Em minha crítica de Golden Kamuy, longa de 2024 que iniciou a adaptação live-action do longevo mangá homônimo de Satoru Noda, afirmei que ele se parecia demais com uma série, inclusive chegando a um encerramento típico de final de temporada, que interrompe a ação sem uma efetiva conclusão. Eis que, menos de um ano depois de sua estreia no Netflix, a continuação do filme inusitadamente chega ao serviço de streaming como uma série de nove episódios, batizada de Golden Kamuy 2: A Caça aos Prisioneiros em Hokkaido, com o mesmo elenco, diretor e roteirista, além de valores de produção idênticos, com mais espaço para lidar com uma narrativa que, ao tentar se aproximar o máximo possível do mangá, ganha aquele sabor de algo interminável que, não tenho dúvida, pode ser um problema a longo prazo, mas que, aqui, continua funcionando bem.
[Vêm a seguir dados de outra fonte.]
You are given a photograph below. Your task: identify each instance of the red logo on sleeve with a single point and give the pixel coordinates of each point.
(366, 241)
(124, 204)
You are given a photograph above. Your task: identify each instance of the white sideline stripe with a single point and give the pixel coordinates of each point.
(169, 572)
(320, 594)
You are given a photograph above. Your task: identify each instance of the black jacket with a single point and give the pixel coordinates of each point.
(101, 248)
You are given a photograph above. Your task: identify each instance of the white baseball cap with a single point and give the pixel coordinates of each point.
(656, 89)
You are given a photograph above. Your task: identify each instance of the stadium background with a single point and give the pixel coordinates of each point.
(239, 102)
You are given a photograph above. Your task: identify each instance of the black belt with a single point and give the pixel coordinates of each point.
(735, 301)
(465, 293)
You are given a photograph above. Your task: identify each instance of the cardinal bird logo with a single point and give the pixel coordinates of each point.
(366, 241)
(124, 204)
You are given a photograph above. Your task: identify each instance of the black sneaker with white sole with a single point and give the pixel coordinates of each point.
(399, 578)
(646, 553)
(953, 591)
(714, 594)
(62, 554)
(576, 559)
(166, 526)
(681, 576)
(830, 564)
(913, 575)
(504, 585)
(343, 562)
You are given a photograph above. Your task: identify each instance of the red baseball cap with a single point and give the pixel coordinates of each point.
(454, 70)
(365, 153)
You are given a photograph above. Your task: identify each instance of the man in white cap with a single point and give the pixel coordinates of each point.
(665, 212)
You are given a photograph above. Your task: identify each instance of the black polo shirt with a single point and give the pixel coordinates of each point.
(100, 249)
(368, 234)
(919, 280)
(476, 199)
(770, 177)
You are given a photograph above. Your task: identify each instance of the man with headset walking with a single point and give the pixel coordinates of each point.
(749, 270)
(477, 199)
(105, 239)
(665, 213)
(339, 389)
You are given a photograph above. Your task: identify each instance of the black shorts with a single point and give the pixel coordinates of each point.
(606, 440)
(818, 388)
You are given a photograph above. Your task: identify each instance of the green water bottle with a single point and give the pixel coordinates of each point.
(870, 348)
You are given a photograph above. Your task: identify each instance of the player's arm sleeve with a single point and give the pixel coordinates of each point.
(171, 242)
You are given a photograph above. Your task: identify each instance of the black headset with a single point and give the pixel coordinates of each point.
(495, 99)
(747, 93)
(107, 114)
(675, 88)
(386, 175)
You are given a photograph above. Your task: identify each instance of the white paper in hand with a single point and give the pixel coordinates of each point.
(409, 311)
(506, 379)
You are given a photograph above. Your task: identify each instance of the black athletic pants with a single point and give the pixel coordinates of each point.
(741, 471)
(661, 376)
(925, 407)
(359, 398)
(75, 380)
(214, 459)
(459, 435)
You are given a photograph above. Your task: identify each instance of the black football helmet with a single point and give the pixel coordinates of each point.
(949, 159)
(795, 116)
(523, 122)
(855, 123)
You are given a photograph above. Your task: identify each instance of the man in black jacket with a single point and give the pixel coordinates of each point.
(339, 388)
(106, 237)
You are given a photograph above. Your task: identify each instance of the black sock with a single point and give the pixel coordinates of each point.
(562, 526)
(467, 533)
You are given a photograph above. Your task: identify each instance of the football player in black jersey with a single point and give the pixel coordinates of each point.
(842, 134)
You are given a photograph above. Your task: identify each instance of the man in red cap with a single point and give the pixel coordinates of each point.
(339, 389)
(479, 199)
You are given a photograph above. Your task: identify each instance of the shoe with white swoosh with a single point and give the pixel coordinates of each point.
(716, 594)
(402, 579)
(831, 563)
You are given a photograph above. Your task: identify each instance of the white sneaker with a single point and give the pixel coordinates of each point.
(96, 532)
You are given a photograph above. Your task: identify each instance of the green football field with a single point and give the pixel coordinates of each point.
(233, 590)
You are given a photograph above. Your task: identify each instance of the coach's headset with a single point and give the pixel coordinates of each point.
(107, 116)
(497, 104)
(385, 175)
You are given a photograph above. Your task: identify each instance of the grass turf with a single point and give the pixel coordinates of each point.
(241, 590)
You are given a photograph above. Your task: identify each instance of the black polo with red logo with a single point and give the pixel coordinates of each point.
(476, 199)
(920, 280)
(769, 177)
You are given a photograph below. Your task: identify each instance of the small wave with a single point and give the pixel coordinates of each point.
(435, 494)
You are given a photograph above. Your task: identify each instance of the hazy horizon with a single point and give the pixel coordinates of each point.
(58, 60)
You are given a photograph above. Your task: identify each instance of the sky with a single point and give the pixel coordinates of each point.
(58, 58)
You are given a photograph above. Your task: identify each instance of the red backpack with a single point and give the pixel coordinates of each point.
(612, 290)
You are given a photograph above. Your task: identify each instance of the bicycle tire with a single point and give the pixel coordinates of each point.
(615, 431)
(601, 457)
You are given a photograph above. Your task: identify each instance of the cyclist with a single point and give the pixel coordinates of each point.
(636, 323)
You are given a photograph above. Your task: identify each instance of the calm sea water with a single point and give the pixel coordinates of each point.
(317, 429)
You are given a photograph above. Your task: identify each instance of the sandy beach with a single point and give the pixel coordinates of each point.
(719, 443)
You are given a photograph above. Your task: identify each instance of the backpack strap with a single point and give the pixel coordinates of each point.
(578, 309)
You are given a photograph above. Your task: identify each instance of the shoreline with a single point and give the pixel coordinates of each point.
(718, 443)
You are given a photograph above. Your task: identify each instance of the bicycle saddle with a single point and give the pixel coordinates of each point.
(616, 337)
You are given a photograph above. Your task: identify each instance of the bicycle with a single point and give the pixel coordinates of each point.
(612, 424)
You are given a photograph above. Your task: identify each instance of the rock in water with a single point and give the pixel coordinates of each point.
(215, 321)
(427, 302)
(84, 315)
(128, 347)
O ex-soldado japonês Sugimoto, o Imortal (Kento Yamazaki) e sua companheira Asirpa (Anna Yamada), do povo Ainu, original de Hokkaido, continuam sua jornada pela ilha ao norte do arquipélago nipônico, no começo do século XX, em busca dos remanescentes dos 24 prisioneiros com tatuagens com pedaços de um mapa que leva a um tesouro, o ouro roubado do povo de Asirpa e que, claro, diversos outros grupos almejam obter. Ao lado de Yoshitake Shiraishi (Yūma Yamoto), um desses prisioneiros que se autodenomina Rei das Fugas e que se dispõe à ajudar a dupla, e de outros que vão aos poucos aliando-se a eles, a temporada é uma constante e literal jornada pelas mais variadas cidades e vilarejos de Hokkaido atrás dos tatuados e ao mesmo tempo em fuga dos soldados da 7ª Divisão comandados por Tokushirō Tsurumi (Hiroshi Tamaki) e de um grupo menor, de aliança maleável, liderado pelo ancião Toshizō Hijikata (Hiroshi Tachi), com um desfile de personagens bizarros sendo apresentados ao longo do caminho.
Os roteiros de Tsutomu Kuroiwa tentam fazer a complexa mágica de se manter fiel ao mangá tanto em sua estrutura narrativa que tem drama, humor, sátira e muita violência, como com os fatos históricos que emprestam uma ótima camada de “realismo em segundo plano”, por assim dizer, em que tudo o que vemos é completamente fictício, claro, mas com um gostinho de pesquisa com os pés fincados em uma realidade pouco explorada no audiovisual, inclusive no japonês, e que dá destaque ao povo Ainu, suas tradições e talvez principalmente hábito alimentares – a comida é da essência tanto do filme quanto da série -, além do lado histórico que fala das consequências da Guerra Russo-Japonesa e do crescimento da região durante o final da Era Meiji. E, ao tentar equilibrar tudo, Kuroiwa acaba criando uma obra que é tonalmente enlouquecida dada a variedade de situações que os protagonistas precisam lidar, seja uma singela caçada ao lobo branco que serve de anjo da guarda para Asirpa ou um taxidermista insano que faria Jame “Buffalo Bill” Gumb, o serial killer de O Silêncio dos Inocentes para quem não lembra, parecer um educado costureiro de madame, e isso pode levar a um certo grau (plenamente justificado) de estranhamento por parte do espectador.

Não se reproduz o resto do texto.